# Issues with chi square ppmc for sparse data?

I am attempting to replicate Daniel C. Furr et al’s syntax for PPMC here: http://mc-stan.org/users/documentation/case-studies/tutorial_twopl.html

However, I have encountered some problems when taking steps to calculate replicated chi square values. I am using wide formatted data, so my syntax is slightly different from the original document:

`score.rep = apply(y_rep, 1, function(x) rowSums(x) replicated = apply(score.rep, 2, function(x) table(x)`

Ideally, this would create a table for each replicated data set. For my case, I have 9 items (i.e., 10 score groups), so this would be my ‘replicated’ object if I had 3 replicated data sets (sorry for the poor formatting):

`> replicated iterations [,1] [,2] [,3] 0 30 37 29 1 40 28 46 2 37 38 26 3 22 23 25 4 13 17 20 5 22 20 22 6 16 20 12 7 12 9 8 8 4 5 8 9 4 3 4`
However, if I have a replicated data set with zero cases of a particular score group, the replicated object looks like this:

`> replicated [[1]] x 0 1 2 3 4 5 6 7 8 33 43 32 25 23 19 10 11 4 [[2]] x 0 1 2 3 4 5 6 7 8 9 30 40 37 22 13 22 16 12 4 4 [[3]] x 0 1 2 3 4 5 6 7 8 9 37 28 38 23 17 20 20 9 5 3`
I have figured out how to deal with the different structure to calculate chi square values; however, I am concerned that my chi square values for some of the replicated data sets will be inaccurate, since the expected scores would be based on 9 score groups (0-8) rather than 10 score groups (0-9).

Should this be a concern?

Thank you!
Danny

I missed this before. Even if you have zero cases in the replication, that doesn’t mean you can’t run Chi-square. You just plug in the zero. It’s only if the expected number of zeros is zero that you’ll run into trouble.

@danielcfurr may have more to say. I’m not sure he was on Discourse when you posted this originally (and I’m just catching up on some messages I missed earlier).

Thanks! My original questions wasn’t exactly about whether I could run chi-square when I have 0 cases, it was more about whether the formatting discrepancies (in which a score group isn’t represented, even by a 0) would cause issues.

It turns out it caused major problems with computation, but I actually figured out how to resolve the issue. I was able to restore my summaries to the original format from @danielcfurr’s tutorial by taking the length of each score group (as opposed to creating a table of total scores), which would return 0 if there was no representation of the group (instead of just not representing the group). It required a for-loop, so it wasn’t as pretty as the original code, but it did the trick.

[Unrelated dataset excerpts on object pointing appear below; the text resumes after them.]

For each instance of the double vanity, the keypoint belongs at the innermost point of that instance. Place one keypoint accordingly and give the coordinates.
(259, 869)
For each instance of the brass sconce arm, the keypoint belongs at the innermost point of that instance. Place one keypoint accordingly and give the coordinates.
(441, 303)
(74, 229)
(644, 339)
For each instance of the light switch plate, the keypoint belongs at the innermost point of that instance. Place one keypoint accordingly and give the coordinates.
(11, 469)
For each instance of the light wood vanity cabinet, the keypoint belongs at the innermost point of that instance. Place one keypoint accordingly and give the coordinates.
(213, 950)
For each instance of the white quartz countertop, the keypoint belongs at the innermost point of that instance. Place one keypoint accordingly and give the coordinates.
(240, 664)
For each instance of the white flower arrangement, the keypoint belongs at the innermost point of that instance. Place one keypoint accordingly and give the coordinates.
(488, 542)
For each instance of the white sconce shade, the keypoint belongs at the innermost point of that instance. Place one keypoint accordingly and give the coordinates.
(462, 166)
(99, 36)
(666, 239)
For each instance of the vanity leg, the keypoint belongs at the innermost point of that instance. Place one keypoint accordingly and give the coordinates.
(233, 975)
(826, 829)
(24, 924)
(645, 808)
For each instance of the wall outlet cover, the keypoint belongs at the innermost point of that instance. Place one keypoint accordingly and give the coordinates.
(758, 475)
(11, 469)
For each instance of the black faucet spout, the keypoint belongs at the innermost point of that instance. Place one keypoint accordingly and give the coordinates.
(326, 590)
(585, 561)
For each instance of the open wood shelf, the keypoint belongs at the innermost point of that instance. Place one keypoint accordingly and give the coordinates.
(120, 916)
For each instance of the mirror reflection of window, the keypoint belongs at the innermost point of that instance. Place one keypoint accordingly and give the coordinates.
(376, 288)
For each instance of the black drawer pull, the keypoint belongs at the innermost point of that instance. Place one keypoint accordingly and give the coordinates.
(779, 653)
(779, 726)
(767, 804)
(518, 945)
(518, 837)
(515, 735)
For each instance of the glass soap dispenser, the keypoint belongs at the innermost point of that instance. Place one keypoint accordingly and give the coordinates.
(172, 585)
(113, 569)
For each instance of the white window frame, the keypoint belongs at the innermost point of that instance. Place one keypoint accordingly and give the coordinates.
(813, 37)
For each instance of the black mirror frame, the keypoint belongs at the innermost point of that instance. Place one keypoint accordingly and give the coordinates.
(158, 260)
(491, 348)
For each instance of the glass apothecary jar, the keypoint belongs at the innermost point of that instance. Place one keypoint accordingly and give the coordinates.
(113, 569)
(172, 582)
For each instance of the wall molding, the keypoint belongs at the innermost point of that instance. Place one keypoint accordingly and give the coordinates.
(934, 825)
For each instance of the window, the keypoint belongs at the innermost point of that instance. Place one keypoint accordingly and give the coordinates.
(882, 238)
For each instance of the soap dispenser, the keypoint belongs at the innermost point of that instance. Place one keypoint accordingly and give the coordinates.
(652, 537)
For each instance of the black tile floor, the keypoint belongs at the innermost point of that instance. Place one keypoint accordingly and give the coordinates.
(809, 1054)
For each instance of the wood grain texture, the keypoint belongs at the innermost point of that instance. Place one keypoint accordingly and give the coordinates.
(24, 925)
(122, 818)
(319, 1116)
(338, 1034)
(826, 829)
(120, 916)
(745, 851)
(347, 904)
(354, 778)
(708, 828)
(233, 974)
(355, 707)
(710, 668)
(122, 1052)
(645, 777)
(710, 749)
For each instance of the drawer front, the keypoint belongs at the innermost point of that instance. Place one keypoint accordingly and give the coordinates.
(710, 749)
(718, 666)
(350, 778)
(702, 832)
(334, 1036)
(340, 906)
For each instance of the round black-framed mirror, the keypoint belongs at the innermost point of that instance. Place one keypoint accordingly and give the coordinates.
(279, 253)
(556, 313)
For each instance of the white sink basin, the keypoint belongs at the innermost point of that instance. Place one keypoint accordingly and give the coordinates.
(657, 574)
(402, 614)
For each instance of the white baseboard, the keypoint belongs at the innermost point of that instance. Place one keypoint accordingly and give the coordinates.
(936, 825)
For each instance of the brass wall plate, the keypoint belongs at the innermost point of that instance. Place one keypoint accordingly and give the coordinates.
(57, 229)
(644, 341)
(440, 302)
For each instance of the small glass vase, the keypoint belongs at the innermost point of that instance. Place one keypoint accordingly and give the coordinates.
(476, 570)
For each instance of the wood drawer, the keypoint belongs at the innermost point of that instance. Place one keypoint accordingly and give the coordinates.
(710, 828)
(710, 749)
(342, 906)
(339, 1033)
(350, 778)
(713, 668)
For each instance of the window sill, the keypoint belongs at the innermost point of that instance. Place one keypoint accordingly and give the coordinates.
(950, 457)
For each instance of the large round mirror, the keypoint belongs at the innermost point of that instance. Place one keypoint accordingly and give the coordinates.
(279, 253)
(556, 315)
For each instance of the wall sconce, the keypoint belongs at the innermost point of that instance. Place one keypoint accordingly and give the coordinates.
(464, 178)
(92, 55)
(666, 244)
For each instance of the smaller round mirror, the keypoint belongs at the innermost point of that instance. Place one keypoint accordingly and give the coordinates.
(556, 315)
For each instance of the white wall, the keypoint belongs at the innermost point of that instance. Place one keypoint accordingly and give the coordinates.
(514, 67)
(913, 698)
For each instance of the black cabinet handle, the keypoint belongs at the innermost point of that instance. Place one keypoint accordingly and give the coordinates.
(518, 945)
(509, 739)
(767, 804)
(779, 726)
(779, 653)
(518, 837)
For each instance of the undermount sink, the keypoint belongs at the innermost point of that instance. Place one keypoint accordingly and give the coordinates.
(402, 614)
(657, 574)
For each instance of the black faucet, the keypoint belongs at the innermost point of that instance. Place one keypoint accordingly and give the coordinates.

If anyone else encounters this issue, here’s what I did (again, this is wide-formatted data, which deviates from the referenced tutorial, so I’m using rowSums to create total scores):

`#observed score data frame`
`score.obs = rowSums(data)`
`observed = data.frame(matrix(nrow = 10, ncol = 2))`
`observed[1:10,1] = 0:9`
`for (r in 1:10) {`
`observed[r,2] = length(score.obs[score.obs == r-1])`
`}`
`colnames(observed) <- c("score", "obs")`
`observed\$score = as.numeric(as.character(observed\$score))`
`# replicated scores matrix`
`score.rep = apply(y_rep, 1, function(x) rowSums(x))`
`replicated = matrix(nrow = 10, ncol = 2500)`
`for (r in 1:10) {`
`for (c in 1:2500) {`
`replicated[r,c] = length(score.rep[score.rep[,(c)] == r-1,(c)])`
`}`
`}`
`expected = apply(replicated, 1, mean)`
`rep.chi2 = apply(replicated, 2, chi.test, expected = expected)`
`obs.chi2 = chi.test(observed\$obs, expected)`
`PPP <- mean(obs.chi2 <= rep.chi2)`

Thanks for clarifying and reporting back with a solution.